In the system which prevailed a hundred and fifty years ago our ancestors had much aggravated this difficulty they had not selected the most considerable towns to be parliamentary constituencies; they had not taken all the largest, and they had taken several of the smallest. We need not now explain why this happened: we have no room to discuss the antiquities of the old boroughs. We cannot tell in many cases why some were chosen which were chosen. But two facts are incontestable; of which one is, that there was probably much original caprice in the selection of town constituencies. The sheriff had at first a certain discretionary power, and we do not know very precisely how he exercised it. The boroughs themselves were anxious, not to obtain the right but to evade the obligation of sending members to Parliament.
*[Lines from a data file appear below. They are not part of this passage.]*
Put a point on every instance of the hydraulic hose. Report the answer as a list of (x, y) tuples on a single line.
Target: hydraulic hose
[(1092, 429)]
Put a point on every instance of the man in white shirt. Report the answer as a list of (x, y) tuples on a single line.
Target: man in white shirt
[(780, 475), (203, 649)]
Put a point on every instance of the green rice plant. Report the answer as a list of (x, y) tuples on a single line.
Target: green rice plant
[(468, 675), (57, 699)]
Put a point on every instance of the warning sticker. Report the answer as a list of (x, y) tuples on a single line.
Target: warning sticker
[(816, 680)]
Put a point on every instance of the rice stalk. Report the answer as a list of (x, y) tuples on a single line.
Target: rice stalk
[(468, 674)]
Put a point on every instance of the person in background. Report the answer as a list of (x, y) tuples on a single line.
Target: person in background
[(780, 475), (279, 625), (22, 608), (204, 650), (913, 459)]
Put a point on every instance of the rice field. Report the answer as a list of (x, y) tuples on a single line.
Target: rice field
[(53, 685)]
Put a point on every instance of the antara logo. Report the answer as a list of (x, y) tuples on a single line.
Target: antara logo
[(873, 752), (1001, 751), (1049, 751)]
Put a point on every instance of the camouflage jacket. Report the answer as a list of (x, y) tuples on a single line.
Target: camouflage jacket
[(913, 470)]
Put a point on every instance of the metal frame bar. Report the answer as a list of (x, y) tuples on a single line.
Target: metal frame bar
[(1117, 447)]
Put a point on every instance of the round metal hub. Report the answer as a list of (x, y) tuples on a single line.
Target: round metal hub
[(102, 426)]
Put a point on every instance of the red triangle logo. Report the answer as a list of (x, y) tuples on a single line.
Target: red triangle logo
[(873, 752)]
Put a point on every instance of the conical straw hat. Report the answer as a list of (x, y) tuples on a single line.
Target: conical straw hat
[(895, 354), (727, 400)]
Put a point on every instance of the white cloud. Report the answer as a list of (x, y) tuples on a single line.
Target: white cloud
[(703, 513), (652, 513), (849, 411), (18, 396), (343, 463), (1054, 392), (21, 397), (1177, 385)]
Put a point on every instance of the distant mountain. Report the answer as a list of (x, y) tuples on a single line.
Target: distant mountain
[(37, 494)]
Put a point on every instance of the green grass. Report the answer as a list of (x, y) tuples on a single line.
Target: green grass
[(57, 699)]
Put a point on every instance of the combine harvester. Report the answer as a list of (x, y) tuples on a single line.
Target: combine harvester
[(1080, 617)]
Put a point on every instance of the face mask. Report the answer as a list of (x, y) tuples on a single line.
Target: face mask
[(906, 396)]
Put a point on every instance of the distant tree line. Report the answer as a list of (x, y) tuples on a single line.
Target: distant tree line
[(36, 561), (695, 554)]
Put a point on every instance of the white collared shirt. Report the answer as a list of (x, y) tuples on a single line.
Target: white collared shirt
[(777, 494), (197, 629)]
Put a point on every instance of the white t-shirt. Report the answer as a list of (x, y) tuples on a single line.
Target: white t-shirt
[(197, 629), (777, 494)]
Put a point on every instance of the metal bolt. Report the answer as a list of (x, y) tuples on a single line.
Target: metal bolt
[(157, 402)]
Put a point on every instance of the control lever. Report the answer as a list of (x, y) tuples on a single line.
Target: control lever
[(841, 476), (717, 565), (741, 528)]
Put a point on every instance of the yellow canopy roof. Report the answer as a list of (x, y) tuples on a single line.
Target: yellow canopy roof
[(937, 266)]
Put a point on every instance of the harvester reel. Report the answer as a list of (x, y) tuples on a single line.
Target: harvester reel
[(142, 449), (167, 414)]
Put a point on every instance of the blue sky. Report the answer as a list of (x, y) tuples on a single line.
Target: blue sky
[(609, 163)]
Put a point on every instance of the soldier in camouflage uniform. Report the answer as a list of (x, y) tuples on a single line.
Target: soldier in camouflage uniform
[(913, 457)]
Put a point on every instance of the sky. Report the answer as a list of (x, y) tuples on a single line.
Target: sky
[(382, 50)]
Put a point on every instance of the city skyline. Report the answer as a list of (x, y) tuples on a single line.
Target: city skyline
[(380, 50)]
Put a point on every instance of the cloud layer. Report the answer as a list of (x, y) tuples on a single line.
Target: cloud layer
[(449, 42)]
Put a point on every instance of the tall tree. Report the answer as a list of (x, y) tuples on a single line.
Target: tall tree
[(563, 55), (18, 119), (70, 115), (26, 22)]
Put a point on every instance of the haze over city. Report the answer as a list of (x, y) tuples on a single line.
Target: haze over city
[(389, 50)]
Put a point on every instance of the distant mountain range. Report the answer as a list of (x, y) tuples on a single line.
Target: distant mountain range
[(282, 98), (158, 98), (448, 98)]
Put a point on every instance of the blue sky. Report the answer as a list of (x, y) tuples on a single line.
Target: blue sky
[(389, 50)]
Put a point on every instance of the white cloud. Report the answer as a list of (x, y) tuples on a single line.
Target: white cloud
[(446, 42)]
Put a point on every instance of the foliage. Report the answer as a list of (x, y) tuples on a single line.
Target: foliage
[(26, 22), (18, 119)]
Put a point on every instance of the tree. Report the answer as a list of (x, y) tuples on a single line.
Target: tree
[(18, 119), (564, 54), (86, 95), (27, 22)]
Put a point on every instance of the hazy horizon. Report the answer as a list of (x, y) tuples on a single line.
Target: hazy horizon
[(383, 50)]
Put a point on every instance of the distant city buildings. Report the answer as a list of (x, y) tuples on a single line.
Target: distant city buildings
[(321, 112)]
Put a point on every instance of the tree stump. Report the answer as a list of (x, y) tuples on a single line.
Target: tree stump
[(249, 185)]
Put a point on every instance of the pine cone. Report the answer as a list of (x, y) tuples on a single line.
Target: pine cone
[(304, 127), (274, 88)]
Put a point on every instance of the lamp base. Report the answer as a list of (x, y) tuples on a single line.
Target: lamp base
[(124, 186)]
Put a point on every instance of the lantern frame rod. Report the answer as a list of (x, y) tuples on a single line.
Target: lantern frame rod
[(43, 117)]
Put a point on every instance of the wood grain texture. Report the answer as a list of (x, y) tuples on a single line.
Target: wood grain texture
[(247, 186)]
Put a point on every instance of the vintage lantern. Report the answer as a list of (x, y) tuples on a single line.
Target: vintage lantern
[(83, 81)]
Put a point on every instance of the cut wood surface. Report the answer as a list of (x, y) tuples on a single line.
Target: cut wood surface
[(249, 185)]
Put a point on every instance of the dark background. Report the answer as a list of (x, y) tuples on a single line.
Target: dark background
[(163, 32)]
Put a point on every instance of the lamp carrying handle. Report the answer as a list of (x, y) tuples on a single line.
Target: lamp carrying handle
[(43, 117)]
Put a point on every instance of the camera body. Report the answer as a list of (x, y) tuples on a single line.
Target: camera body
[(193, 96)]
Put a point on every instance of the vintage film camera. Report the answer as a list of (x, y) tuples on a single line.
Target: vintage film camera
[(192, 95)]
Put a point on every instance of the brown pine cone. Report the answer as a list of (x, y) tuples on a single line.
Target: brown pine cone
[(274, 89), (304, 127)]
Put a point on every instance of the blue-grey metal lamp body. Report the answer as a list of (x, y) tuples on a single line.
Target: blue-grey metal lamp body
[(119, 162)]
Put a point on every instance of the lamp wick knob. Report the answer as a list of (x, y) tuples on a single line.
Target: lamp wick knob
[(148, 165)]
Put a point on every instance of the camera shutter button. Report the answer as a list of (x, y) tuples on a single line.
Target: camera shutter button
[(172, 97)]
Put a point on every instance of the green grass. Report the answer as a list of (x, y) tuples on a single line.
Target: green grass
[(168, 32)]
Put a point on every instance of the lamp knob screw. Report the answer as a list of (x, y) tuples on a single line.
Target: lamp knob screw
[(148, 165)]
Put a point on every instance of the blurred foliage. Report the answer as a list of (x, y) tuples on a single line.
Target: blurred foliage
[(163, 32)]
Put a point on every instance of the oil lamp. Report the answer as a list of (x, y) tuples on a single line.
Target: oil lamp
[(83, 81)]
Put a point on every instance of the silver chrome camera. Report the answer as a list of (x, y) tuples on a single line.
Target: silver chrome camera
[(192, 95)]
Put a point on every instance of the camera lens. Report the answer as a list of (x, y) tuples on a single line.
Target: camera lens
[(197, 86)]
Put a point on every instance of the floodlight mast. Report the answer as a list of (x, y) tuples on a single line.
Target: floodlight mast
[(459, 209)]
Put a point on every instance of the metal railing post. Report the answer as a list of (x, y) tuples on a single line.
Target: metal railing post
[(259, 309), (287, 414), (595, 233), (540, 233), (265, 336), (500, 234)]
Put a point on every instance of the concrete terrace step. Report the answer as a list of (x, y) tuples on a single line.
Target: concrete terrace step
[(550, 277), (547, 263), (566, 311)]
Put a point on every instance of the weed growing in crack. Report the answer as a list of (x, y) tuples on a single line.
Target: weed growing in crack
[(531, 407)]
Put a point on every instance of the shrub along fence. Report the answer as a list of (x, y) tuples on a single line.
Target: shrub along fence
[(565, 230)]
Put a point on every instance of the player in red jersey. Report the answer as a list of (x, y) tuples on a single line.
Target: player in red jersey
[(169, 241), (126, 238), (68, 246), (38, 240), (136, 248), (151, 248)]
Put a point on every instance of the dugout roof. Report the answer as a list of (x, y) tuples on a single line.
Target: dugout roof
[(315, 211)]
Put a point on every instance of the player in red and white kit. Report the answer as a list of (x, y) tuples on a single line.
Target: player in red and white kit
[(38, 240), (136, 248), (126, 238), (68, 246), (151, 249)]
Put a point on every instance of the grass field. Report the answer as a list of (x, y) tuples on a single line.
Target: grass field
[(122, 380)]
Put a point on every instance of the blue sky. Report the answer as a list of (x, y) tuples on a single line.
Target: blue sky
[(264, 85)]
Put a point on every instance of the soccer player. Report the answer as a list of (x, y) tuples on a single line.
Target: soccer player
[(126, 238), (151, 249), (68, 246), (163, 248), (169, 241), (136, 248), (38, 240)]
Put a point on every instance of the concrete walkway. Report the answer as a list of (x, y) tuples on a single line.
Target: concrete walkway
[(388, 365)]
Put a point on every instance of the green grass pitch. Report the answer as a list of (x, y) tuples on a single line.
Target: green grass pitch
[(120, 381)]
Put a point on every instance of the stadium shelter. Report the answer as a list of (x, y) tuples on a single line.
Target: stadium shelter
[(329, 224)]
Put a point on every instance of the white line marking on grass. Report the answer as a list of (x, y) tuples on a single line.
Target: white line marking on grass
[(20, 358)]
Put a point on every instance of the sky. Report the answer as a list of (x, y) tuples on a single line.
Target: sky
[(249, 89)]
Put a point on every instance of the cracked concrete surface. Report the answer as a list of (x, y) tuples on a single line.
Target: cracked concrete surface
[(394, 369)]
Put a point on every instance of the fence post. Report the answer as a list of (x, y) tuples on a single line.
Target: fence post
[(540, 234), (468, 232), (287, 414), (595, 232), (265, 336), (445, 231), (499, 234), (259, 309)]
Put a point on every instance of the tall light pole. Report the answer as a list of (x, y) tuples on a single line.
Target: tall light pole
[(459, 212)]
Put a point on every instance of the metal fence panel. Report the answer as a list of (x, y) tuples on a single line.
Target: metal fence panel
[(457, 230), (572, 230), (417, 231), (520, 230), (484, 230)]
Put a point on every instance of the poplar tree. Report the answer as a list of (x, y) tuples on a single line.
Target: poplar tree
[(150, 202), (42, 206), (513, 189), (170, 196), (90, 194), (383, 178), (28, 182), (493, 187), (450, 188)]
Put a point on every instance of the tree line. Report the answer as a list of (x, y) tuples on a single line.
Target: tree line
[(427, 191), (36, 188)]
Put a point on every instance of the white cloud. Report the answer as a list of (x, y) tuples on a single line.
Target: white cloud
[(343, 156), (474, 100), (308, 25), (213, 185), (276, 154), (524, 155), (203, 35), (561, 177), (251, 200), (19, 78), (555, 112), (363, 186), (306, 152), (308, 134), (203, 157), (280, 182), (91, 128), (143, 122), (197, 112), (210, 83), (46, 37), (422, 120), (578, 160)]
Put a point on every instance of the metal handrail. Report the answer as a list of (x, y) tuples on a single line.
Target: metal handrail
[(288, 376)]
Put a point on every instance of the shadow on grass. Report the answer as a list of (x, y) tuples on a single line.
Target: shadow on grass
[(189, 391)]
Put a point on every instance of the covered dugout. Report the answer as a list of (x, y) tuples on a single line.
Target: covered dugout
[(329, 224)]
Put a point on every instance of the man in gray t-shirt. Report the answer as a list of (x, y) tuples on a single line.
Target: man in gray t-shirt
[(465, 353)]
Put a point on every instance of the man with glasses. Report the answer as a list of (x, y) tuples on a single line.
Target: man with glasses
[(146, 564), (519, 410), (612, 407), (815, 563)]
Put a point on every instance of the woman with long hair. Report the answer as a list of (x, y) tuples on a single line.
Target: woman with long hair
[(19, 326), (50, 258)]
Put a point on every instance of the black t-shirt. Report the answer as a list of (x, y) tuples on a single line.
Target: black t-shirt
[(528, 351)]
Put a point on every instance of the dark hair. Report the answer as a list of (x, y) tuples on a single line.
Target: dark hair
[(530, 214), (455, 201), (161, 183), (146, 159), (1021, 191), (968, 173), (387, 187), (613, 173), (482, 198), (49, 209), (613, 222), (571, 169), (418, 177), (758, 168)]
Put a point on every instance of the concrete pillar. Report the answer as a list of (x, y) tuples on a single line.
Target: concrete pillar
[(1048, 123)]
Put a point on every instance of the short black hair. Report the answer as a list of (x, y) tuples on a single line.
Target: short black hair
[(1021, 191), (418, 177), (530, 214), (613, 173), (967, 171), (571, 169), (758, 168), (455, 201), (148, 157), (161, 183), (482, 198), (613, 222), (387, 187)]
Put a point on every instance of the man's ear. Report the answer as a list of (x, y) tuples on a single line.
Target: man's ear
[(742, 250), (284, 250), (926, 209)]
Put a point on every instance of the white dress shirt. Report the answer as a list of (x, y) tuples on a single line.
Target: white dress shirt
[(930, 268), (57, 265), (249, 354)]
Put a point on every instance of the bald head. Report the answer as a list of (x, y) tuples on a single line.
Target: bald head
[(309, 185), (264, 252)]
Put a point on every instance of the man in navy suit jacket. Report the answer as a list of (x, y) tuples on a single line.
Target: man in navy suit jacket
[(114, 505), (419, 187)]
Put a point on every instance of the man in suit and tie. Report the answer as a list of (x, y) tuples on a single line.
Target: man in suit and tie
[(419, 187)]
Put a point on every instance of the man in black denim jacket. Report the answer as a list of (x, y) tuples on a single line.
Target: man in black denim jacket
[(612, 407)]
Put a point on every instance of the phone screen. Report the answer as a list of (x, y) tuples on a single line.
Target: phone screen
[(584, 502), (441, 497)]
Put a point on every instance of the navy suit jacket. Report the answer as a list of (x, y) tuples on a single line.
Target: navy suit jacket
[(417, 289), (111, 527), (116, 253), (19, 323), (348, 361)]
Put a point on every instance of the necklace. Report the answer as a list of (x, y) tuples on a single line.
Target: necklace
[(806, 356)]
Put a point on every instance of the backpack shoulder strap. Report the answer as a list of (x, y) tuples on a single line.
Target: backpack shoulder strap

Provided a respectable number of borough members appeared in their places to assent to the requisite taxes, and to indicate by their demeanor if not by their votes the popular feeling on the topics of the day, the early rulers of England—those rulers who laid the foundations of our representative system -were satisfied; they felt no nice scruples as to the exact magnitude of the towns which did not send members or of those which did so. In the times of

the Tudors and a little later, the Crown exercised its prerogative of creating new boroughs; and as the popular spirit had then begun to be a subject of dread, and the voice of the House of Commons was already of some importance, we need not hesitate to imagine that the statesmen of the time regarded the "loyalty" or subservience of the boroughs they created, rather than their precise size. English statesmen look to the wants of the day, and especially to the wants of their own administration, much more. than to complex figures: they do so even at the present day, when statistical tables will be paraded against them; how much more did they not improbably do so in the reigns of the Tudors, when there was no check upon them in any matter requiring much research or information; when, if they chose to disregard numerical data, no one else could know, far less prove, that they had done so! Nor was original caprice the only cause that had given representatives to many boroughs which in the eighteenth century seemed scarcely fit to choose them, and which denied them to others which appeared to be much more fit. In the contest between the Stuarts and the people, the Crown lost its old prerogative of creating boroughs. The moment there was a contest between the House of Commons and the sovereign, it became clear that the sovereign must be victorious if he could add members to the former at his pleasure: accordingly, the House of Commons impugned the validity of the so-called prerogative; their resistance was successful, and it was exercised no longer. In consequence the old boroughs remained, and no new ones were added; and as, in a changing country like this, many places which were formerly large gradually became small and many small ones on the other hand became large, the distribution of wealth and numbers came in process of time, and by a process which no one watched, to be altogether different from the distribution of parliamentary influence.